La indagación en el impacto psicológico de la reclusión forzosa bajo amenazas externas incomprensibles, y el consecuente hervidero de conflictos que hace colapsar la civilidad cortés de los seres humanos a favor de la desesperación depredadora —tómense como ejemplos El ángel exterminador (Luis Buñuel, 1962), The Haunting (Robert Wise, 1963) y la propia Noche de los muertos vivientes— es sacrificada aquí a favor de la débil recontextualización epocal y la reformulación del propio protagonista, Juan Salvo, para que su perfil se sincronice con la edad del actor Ricardo Darín, mucho mayor que la del personaje original.
El pasado soldadesco de esta versión de Salvo, veterano de la Guerra de Las Malvinas (1982), tampoco trasciende la mera connotación traumática individual. Se desaprovecha por completo la posibilidad de hacer dialogar a El Eternauta con el pasado totalitario de Argentina, que punza ardiente la memoria colectiva y determina el presente del país. Más cuando la novela gráfica fue una predicción indirecta de la terrible suerte de su autor, que fuera desaparecido en 1977 por los esbirros de la Junta Militar.

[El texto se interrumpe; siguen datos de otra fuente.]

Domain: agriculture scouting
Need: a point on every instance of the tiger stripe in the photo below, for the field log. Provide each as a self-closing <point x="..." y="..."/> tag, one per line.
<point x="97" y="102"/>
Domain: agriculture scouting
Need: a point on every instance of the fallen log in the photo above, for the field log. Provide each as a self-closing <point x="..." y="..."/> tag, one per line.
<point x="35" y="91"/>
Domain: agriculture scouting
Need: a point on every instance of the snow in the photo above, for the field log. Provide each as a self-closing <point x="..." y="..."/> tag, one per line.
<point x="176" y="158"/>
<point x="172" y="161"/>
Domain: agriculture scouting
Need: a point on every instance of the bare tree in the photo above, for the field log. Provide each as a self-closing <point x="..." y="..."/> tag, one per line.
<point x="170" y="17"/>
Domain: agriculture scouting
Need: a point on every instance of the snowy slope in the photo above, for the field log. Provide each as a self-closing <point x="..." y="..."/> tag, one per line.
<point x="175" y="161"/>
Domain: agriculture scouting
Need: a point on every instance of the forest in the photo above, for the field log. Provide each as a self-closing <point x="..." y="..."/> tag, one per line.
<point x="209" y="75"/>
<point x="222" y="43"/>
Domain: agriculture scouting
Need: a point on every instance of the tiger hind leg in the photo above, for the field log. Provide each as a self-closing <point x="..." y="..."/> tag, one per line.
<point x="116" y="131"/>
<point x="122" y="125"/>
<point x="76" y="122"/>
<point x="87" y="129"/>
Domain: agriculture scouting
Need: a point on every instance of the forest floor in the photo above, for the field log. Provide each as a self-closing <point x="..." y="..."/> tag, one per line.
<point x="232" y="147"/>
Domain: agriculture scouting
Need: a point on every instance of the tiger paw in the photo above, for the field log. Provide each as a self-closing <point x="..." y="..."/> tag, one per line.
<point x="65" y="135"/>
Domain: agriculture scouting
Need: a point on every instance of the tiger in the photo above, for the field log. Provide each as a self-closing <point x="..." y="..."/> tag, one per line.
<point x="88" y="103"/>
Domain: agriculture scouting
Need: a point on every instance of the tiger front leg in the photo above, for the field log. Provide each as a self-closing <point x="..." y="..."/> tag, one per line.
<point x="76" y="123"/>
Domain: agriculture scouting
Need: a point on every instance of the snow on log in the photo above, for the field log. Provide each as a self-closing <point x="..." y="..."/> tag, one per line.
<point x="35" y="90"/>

Las Malvinas fue un intento desesperado del poder totalitario para mantener su estatus, y la derrota a manos de las tropas británicas marcó la final decadencia de esta panda de dictadores. Es un punto álgido de inflexión en la historia nacional argentina, un epicentro aun vibrante y doloroso. Pero aquí no supera su tímida función accesoria.
La serie parece apuntar a una “universalidad” que le abra camino entre públicos no argentinos ni latinoamericanos, que ante la conservadora perspectiva de Netflix no comprenderían ni se identificarían con la historia del país. El relato parece en todo momento concentrado en deslocalizarse, desdibujarse en una “globalidad inteligible” que impugna los signos nacionales. Es esta quizás su única constante: despojar al original de su base contextual e histórica a favor de una comprensión simplista de su conflicto. En esta operación de pulimentado banal, El Eternauta pierde gran parte de lo que lo singulariza, y deviene relato genérico más o menos entretenido pero olvidable. Casi una segunda muerte de Oesterheld.